December 22, 2021
Amie Potsic interviews artists and medical professionals Pia De Girolamo and Laurel Nevarte on Art Watch Radio about their collaborative artwork inspired by the healing aspects of nature during the pandemic. Communicating via social media, their collaboration between the east and west coasts began with calming visits to the Huntington Gardens in Los Angeles and later inspired paintings created in Philadelphia. Their work is a testament to the ability of art and nature to help us connect and heal despite being isolated by the virus and distance.
Pia De Girolamo: Artist Statement
My modernist landscape paintings, whether presenting a natural or an urban landscape, project the essence of place which arises from interacting forms and color combinations.
In the case of the Roman and Italian urban landscape, these forms encompass a variety of geometric shapes, including apartment blocks, triangular roofs, and domes but there is also an interplay with natural forms like the iconic umbrella pines and other trees that line the street or are found in the parks.

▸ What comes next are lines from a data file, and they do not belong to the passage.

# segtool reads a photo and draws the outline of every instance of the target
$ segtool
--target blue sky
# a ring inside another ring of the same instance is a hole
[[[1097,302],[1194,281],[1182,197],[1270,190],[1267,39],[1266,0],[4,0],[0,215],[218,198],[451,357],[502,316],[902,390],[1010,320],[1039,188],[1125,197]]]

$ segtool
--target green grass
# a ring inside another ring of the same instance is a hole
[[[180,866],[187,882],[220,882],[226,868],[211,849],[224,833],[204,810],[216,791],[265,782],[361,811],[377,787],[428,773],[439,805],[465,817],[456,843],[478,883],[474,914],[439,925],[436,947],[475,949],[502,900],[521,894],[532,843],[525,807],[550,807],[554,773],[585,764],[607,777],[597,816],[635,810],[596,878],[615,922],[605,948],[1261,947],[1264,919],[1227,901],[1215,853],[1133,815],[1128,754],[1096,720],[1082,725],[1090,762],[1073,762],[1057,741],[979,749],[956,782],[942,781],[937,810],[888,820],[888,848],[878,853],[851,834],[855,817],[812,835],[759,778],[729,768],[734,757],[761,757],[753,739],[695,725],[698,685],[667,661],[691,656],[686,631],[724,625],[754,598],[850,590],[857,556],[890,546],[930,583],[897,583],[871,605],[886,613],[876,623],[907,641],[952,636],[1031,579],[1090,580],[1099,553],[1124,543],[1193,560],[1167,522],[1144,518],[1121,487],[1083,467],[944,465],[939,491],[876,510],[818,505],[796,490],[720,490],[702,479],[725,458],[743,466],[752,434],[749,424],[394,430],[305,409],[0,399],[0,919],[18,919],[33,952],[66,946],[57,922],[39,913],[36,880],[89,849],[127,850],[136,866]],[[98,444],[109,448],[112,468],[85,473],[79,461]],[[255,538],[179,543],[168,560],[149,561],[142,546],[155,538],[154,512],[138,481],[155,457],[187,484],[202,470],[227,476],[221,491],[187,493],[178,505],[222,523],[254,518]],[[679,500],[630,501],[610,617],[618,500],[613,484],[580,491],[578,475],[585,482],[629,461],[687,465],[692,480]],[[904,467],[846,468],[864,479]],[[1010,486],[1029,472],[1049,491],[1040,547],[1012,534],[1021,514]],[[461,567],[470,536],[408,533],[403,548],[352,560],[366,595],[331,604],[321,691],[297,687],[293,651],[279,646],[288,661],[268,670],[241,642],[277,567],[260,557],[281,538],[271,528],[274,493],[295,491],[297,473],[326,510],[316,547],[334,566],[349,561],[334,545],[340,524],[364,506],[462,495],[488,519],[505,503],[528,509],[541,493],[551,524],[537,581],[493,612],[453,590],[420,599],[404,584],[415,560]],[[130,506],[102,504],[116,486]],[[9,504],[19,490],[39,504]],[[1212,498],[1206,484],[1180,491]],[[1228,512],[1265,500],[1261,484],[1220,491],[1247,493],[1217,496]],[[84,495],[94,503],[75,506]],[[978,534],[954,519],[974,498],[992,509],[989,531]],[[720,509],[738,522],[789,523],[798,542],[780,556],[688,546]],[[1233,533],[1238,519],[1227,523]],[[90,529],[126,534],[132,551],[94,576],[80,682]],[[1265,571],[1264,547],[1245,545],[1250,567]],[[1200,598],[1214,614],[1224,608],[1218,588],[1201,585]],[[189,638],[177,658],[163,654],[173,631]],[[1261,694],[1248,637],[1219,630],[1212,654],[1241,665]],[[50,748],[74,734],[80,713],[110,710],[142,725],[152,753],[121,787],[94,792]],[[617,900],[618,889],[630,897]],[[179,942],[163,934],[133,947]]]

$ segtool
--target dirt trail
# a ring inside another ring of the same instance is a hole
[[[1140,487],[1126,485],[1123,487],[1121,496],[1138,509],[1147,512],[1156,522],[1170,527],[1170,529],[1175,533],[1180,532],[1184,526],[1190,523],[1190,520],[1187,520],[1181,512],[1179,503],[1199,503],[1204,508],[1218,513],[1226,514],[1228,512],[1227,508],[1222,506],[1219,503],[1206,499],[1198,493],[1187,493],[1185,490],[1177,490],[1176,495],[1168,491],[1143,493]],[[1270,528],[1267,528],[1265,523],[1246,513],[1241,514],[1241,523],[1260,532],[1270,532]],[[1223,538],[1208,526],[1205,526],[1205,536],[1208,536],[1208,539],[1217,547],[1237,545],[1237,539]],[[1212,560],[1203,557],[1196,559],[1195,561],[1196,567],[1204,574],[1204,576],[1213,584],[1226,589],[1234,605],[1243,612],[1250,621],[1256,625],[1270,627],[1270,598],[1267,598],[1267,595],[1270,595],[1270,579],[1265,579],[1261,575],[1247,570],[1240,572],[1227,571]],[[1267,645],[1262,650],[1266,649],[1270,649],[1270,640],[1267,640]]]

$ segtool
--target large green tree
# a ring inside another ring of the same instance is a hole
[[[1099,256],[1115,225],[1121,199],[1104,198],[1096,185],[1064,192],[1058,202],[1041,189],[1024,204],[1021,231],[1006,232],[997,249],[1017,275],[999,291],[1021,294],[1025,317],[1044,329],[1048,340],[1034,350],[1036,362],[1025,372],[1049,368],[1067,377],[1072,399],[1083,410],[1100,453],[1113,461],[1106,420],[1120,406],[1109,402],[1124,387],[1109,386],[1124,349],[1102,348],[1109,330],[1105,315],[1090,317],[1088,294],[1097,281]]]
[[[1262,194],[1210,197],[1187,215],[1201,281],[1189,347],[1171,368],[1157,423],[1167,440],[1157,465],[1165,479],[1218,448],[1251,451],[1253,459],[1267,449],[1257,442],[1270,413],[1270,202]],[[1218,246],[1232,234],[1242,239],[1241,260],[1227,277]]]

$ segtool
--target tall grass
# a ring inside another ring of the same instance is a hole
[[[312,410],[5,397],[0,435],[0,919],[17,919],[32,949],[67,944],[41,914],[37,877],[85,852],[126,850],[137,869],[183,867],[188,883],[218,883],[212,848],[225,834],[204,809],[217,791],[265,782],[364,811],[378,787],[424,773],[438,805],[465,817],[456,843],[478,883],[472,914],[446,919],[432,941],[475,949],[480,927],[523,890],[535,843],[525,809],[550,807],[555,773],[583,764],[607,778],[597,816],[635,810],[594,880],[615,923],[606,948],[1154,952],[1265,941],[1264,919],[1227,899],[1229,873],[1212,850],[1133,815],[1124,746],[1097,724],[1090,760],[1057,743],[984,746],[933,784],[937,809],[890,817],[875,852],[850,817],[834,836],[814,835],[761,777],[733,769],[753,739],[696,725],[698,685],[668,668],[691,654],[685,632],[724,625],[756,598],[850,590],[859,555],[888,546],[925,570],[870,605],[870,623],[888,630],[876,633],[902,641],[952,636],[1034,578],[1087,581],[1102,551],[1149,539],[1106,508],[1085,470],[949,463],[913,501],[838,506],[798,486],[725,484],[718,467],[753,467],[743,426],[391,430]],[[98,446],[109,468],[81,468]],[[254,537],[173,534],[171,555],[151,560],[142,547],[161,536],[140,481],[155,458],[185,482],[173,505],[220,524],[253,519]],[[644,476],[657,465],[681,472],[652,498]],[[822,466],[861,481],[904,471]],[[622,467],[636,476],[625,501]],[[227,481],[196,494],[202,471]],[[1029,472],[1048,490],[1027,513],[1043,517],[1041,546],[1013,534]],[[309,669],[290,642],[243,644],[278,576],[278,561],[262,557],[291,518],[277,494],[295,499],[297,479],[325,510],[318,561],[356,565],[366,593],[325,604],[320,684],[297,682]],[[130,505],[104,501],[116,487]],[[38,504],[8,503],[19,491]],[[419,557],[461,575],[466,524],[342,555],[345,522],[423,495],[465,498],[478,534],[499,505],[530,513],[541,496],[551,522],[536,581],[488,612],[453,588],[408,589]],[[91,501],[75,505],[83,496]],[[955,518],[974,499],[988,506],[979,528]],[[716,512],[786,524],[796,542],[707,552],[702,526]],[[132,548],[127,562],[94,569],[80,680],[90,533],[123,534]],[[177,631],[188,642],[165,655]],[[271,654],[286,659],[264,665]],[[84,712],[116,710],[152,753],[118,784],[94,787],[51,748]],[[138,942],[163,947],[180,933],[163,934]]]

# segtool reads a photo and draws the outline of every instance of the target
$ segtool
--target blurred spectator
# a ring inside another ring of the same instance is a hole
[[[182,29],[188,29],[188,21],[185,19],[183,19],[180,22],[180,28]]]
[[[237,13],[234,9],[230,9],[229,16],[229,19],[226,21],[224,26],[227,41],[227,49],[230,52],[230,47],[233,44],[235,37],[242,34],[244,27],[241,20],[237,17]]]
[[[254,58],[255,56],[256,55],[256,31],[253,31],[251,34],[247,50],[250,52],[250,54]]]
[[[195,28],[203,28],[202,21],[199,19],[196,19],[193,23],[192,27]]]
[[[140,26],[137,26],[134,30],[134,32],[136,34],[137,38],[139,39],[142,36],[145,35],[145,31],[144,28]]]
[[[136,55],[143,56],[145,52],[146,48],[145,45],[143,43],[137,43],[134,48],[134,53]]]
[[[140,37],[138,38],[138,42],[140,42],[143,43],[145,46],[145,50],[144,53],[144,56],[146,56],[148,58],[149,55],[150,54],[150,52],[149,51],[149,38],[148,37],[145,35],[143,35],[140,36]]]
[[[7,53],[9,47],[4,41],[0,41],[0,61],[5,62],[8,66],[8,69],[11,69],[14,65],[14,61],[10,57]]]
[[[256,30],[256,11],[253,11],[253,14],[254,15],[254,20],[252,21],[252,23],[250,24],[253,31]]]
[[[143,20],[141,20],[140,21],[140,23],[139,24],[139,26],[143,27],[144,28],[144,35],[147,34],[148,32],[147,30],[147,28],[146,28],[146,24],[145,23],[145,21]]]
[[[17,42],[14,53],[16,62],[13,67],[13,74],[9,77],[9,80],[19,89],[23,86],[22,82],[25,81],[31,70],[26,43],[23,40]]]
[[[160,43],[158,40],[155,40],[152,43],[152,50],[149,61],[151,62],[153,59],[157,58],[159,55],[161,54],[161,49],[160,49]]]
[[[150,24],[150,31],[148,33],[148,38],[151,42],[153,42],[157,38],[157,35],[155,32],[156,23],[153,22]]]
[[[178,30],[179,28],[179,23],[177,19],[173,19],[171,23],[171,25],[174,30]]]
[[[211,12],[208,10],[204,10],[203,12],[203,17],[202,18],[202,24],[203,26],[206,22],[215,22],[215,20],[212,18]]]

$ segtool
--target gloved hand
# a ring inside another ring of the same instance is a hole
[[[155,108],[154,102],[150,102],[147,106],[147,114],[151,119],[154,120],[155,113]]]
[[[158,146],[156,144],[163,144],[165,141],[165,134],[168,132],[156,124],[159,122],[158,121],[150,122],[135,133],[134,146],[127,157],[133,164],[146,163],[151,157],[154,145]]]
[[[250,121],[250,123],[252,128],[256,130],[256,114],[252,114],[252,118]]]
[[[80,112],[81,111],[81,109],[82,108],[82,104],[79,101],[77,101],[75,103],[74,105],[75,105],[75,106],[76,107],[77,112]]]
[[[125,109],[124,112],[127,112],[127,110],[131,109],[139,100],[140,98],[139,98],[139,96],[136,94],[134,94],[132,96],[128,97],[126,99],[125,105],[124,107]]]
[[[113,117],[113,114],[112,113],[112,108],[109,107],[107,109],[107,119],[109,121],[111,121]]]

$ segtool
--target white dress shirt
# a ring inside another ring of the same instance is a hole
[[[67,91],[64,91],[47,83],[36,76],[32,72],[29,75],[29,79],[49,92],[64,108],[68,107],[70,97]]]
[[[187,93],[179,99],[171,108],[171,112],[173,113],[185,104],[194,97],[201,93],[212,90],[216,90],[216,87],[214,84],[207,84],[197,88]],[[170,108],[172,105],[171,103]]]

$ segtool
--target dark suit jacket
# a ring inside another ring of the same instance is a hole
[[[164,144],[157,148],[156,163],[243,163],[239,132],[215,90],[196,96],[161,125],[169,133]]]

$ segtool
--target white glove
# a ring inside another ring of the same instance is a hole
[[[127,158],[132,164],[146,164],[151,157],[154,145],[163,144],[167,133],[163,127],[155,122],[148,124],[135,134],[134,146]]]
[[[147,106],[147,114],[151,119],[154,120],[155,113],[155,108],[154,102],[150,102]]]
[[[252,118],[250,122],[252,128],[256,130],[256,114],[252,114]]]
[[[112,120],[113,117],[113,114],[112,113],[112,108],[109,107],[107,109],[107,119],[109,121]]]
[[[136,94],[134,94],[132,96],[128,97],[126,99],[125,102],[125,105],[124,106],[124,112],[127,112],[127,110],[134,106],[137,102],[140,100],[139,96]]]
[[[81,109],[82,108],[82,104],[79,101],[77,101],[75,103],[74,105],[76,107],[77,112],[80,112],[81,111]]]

In my mountain and Arctic series landscapes, massive forms of stone or ice, the surrounding emptiness, a sense of gravity, the fluidity of water, and the presence of animal inhabitants dictate how I use color and shape.
I begin with sketches, small paintings and photographs in the field. I bring these materials back to the studio, where I explore what makes these places beautiful, mysterious, or exciting to me . The paintings evolve; while some refer to real places, others spring from composite memories of shapes or vistas.
I began my most recent botanical series during the travel ban of the Covid 19 pandemic. Though based on a friend’s photograph posted to Instagram, it is the same interplay of shapes and color and an underlying sense of deep emotion that I experience in the presence of nature that drew me to reinterpret the floral specimens on canvas.
Laurel Nevarte: Artist Statement
Art and life
I have always been compelled to surround myself with beautiful handmade objects. Ours was a household where gifts and cards were not purchased but created. With depression-era parents, everything was recycled, so that scraps of paper, pressed flowers, shells, fabric, magazines, buttons, ribbons, gum wrappers, and even salvaged cotton balls were all fodder for assemblage. My maternal grandfather's poetry-filled; hand-painted flower cards are treasured family heirlooms. Grade school shoebox dioramas were a joy to stage with my mom (a Pratt Art school grad). Hours were spent watching my father carve and cast waxed dental restorations fabricated with unimaginable precision.
With the misguided idea that I would embrace a practical yet artistic endeavor, I also chose a career in dentistry. To balance life as a young professional and mom, I fashioned projects to enhance our surroundings and felt compelled to sew window curtains, pillow covers, and baby bedding. I would dress doorways with silk flower wreaths and cut matte frames displaying travel photos and thrift market vintage postcards. Ultimately, I managed to launch an online beaded jewelry shop Bead after dark jewelry to fill the painful void felt once my college-bound son left home.
Cultivating my garden
My husband and I are wholly invested in tending to our drought-tolerant garden landscape and enjoy weekly nature walks and nursery visits as an extension of this pastime. The camera has become a natural means to chronicle plant growth to share with East Coast family and friends and to catalogue a wish list for inspiration. Photography never had much of an appeal for me as the equipment was cumbersome and the dynamics of using an SLR camera proved too disappointing. After a mishap where improperly loaded film failed to capture a fresh snowfall, I literally never touched the camera again.
My father chronicled our family history as his prized polaroid instamatic camera accompanied all holiday events and gatherings. He alone would adjust the bellows, flash the image, then slowly peel back the film exposing the capture to light. I can still smell the emulsion and sense the buzz of excitement as we huddled around to watch the photo magically emerge. So not until recently has technology advanced to the point where my iPhone allows for that instant gratification minus the unwieldy armamentarium. Fortunately, the use of the camera is wholly intuitive for me and image refinement is a welcome and ongoing obsession.
Cultivating my garden is a natural anesthetic for the distressing isolation of this pandemic. The strain of routine viral exposure and the restrictive suffocating protective gear has taken a toll on my psyche. Our weekly pilgrimage to the world-renowned Huntington gardens with its charismatic and often anthropomorphic exotic cacti and perennials is now my salvation. Weekly nature walks and photos are the antidote to fear and depression, and the satisfaction of manipulating and clarifying an artistic vision gives a measure of control missing from my daily existence.
What started as a way to record a garden's growth has become a window to the outer world. I was pleasantly surprised to find an audience and following for my photography on Instagram and have most happily reconnected with my childhood friend and artist Pia De Girolamo. A former physician, Pia was inspired by my posts to collaborate and paint lovely and unique abstractions of my flowers and plants.
Without the hassle of having to establish and maintain a messy workspace this has been the most satisfying outlet ever. Creativity at its best gifts a Zen experience with a welcome lack of awareness for the passage of time and witnessing the beauty and resilience of nature gives me the perspective and enthusiasm to brave life's ongoing challenges.